For children with variant alleles, such as CYP2C9 *1/*3, *2/*2, *2/*3, *3/*3, VKORC1 GA, or AA, it takes longer to reach the maximum INR (about 2-4 weeks after the first warfarin administration)[6,7]. When reached, INR is higher in children with the variants than in those with the wild-type gene[6,7]. Therefore, in cases of children with genetic variants affecting warfarin metabolism, a hospital length of stay of 3-5 days for warfarin maintenance may be too short to prevent iatrogenic coagulopathy, resulting in unexpected return visits to EDs with bleeding. Given that the genotype-based, therapeutic dose recommendations for warfarin are available for adults, further studies are needed to determine pediatric guidelines[6].

Furthermore, because KD is characterized by polymorphic erythematous skin lesions, in children with recently diagnosed KD, coagulopathy-induced petechiae can be misdiagnosed as improving, incompletely treated or refractory KD. Hence, it is important to distinguish KD from coagulopathy. In typical KD, polymorphic rash is followed by desquamation[8], and erythematous changes in the extremities and at the Bacille Calmette-Guérin inoculation sites are common[9]. In coagulopathy, petechiae do not blanch under pressure.
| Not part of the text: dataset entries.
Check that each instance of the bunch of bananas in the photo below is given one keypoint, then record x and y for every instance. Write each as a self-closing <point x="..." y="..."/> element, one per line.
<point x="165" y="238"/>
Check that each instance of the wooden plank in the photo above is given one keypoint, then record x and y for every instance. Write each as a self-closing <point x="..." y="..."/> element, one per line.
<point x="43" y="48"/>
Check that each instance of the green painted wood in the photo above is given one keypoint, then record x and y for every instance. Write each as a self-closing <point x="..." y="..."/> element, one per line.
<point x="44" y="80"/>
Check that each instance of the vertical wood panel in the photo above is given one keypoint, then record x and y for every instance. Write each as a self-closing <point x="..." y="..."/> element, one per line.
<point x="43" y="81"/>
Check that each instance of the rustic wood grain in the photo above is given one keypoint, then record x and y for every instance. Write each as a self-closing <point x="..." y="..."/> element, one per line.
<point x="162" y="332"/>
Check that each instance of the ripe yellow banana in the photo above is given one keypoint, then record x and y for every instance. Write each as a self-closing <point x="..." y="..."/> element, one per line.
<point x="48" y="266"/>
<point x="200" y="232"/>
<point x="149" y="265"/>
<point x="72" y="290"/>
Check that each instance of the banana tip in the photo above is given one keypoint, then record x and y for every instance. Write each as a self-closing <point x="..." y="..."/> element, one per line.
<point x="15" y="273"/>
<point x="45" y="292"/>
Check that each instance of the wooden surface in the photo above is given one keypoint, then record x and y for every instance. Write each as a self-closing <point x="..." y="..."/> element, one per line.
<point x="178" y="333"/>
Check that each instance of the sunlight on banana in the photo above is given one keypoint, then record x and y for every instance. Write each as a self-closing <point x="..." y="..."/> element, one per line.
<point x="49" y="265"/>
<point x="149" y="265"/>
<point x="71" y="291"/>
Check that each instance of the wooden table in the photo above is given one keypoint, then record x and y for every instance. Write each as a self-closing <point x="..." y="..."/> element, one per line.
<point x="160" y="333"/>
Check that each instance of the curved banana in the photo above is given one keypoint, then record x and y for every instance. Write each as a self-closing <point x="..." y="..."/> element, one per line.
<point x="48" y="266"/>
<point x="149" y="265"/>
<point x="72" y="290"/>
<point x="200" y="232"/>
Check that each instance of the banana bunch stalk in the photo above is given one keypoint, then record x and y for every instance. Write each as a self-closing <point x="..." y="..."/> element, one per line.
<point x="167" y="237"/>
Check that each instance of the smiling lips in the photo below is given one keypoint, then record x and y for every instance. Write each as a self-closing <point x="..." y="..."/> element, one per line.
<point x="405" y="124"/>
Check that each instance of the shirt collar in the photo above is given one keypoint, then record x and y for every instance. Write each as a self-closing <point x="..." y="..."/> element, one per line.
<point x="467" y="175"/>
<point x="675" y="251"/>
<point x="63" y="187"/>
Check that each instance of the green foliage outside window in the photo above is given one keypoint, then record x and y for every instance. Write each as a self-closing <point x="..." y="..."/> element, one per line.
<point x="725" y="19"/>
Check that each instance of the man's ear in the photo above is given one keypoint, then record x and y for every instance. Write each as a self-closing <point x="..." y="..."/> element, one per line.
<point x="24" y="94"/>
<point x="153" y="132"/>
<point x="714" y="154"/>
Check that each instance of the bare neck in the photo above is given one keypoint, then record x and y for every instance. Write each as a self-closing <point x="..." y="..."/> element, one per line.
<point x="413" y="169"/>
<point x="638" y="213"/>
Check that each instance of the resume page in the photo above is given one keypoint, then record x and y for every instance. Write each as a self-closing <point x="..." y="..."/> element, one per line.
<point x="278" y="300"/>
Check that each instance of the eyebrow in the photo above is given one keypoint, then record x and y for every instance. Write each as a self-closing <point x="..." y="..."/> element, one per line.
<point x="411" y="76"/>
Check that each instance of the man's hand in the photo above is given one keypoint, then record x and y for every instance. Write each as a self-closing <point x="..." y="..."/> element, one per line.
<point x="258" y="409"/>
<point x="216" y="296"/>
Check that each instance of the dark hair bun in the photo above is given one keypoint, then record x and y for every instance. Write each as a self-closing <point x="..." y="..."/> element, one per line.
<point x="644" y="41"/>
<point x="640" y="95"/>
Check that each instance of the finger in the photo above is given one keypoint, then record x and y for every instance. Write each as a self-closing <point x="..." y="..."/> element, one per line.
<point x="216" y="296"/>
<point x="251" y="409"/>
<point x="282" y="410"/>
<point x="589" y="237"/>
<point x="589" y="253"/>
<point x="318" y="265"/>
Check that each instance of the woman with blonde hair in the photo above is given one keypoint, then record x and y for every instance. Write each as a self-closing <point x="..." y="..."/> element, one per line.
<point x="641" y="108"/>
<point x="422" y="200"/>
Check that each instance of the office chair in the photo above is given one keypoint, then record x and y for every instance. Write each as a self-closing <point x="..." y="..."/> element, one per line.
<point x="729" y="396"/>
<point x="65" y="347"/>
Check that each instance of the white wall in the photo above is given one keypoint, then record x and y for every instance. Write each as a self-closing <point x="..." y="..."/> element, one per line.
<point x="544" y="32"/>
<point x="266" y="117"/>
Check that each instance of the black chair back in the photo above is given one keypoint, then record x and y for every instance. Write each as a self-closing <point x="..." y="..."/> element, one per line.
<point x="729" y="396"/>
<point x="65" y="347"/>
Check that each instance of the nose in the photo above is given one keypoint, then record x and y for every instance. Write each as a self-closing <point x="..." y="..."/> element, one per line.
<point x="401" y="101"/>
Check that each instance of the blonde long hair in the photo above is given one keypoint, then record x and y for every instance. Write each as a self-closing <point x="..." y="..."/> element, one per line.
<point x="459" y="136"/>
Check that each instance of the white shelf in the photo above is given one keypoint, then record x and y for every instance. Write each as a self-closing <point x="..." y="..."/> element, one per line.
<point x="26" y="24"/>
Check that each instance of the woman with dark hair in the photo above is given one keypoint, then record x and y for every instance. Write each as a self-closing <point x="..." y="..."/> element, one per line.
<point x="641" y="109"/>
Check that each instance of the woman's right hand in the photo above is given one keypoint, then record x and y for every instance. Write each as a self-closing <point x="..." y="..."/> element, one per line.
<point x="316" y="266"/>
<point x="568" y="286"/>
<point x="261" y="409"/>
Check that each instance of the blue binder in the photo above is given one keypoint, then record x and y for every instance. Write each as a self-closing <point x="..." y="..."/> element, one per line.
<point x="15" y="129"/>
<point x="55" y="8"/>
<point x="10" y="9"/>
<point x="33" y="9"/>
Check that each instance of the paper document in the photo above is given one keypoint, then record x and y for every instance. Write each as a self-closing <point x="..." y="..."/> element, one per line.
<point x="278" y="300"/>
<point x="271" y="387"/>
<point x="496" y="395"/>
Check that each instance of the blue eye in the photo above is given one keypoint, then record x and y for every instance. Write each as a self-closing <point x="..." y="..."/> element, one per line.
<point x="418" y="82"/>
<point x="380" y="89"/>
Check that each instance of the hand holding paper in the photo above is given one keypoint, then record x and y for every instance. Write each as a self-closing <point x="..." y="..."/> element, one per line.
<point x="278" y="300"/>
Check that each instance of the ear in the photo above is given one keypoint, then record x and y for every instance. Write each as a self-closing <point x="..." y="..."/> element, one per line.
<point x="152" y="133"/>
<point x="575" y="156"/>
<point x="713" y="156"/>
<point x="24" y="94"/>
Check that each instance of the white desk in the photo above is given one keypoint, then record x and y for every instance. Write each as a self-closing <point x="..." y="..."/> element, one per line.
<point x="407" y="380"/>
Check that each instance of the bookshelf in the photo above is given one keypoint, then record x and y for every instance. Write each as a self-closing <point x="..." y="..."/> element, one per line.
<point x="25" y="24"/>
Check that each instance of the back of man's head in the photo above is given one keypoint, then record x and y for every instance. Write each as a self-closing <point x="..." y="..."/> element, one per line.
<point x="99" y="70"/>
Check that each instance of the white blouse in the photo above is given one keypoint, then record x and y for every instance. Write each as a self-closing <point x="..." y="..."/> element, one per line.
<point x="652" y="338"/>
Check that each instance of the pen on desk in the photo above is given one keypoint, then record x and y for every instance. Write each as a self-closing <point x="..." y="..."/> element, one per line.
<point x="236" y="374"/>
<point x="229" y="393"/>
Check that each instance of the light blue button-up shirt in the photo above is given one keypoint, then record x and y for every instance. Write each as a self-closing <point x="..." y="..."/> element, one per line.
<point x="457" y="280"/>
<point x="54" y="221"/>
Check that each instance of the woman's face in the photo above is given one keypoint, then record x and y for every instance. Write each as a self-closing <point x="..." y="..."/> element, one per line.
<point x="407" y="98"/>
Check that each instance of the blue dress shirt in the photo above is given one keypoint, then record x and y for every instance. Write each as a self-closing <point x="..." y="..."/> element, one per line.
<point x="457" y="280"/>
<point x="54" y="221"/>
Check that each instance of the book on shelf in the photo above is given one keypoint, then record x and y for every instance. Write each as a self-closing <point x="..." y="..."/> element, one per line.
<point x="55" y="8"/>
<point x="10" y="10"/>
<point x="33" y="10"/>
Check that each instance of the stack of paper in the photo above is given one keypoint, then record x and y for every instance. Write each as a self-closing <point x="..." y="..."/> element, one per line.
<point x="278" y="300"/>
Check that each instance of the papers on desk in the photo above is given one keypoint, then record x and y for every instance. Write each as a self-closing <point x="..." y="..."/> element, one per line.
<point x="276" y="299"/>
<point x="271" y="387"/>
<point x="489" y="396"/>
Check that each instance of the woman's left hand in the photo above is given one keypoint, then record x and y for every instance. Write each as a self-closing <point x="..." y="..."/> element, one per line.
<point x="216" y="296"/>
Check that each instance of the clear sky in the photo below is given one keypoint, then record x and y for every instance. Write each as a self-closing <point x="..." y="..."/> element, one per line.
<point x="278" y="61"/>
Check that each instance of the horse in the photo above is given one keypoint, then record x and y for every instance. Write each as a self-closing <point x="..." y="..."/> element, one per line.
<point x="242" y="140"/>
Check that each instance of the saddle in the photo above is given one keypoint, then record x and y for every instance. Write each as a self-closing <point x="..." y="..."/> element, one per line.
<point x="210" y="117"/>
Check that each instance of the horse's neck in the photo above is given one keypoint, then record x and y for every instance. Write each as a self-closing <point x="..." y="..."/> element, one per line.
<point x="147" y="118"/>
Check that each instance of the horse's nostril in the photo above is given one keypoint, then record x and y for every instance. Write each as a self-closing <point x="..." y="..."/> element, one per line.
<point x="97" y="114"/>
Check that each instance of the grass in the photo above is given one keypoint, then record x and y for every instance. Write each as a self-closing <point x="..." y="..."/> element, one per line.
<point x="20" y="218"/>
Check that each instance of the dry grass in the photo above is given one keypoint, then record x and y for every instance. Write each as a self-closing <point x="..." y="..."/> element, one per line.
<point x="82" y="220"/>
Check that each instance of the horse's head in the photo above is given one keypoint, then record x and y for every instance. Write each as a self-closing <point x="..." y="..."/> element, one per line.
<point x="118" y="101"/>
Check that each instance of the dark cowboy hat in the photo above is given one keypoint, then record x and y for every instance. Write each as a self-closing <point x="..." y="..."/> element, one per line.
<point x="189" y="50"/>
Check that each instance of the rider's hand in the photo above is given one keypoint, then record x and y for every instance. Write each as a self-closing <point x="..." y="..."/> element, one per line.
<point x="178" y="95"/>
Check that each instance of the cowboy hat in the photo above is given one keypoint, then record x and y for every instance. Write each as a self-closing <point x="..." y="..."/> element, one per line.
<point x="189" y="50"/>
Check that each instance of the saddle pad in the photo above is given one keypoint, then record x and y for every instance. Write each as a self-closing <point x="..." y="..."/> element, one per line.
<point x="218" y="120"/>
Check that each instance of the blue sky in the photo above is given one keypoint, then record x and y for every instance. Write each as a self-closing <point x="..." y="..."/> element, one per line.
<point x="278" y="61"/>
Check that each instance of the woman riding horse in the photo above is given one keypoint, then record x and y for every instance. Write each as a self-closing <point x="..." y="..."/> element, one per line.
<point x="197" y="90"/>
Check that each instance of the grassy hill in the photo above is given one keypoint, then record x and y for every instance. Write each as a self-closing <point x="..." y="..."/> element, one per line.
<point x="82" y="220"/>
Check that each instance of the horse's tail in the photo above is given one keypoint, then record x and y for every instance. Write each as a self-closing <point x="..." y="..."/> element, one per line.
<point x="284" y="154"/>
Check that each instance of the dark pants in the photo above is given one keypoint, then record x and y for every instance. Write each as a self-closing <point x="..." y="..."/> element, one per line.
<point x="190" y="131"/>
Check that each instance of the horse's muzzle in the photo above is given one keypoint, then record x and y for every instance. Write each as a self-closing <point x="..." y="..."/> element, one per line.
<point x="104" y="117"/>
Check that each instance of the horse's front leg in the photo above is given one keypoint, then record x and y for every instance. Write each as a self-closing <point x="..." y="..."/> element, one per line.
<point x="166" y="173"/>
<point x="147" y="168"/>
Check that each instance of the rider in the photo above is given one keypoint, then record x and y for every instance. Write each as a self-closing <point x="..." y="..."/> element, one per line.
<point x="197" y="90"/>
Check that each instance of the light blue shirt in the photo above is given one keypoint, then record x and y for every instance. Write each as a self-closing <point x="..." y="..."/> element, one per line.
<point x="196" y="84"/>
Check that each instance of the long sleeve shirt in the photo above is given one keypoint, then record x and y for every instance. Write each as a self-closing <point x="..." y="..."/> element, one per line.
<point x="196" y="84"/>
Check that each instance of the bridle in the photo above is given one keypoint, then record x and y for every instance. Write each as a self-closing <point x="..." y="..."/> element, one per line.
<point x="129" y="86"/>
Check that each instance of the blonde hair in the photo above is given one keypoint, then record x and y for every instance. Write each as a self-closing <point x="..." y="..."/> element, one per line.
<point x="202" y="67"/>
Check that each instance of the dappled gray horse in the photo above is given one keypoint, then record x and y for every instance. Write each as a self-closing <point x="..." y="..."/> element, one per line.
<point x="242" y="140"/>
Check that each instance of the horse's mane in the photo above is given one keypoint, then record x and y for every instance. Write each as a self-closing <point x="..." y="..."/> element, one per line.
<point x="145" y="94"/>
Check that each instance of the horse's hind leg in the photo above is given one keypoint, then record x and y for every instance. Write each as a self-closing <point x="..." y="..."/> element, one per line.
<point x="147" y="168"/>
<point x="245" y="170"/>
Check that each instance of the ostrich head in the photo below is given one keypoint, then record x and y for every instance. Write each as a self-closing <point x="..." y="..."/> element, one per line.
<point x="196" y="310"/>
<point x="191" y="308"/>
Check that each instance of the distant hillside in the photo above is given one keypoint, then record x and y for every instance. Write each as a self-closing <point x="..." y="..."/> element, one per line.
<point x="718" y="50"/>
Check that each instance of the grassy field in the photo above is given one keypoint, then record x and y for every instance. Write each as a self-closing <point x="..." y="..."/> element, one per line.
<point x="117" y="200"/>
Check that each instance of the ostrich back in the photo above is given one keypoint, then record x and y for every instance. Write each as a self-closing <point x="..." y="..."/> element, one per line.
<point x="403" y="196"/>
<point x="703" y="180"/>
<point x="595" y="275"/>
If these differences are not recognized, there may be a delay in detecting life-threatening bleeding. Thus, this case suggests that history of recent anticoagulation needs to be obtained in EDs.

In conclusion, this case suggests that iatrogenic coagulopathy needs to be monitored in children with KD associated with CAA who have undergone recent anticoagulation. It is vital to obtain the relevant history, and if available, genetic assays for warfarin sensitivity in the children. To prevent not only thrombosis but also bleeding, regular monitoring of INR is mandatory until the confirmation of warfarin maintenance doses.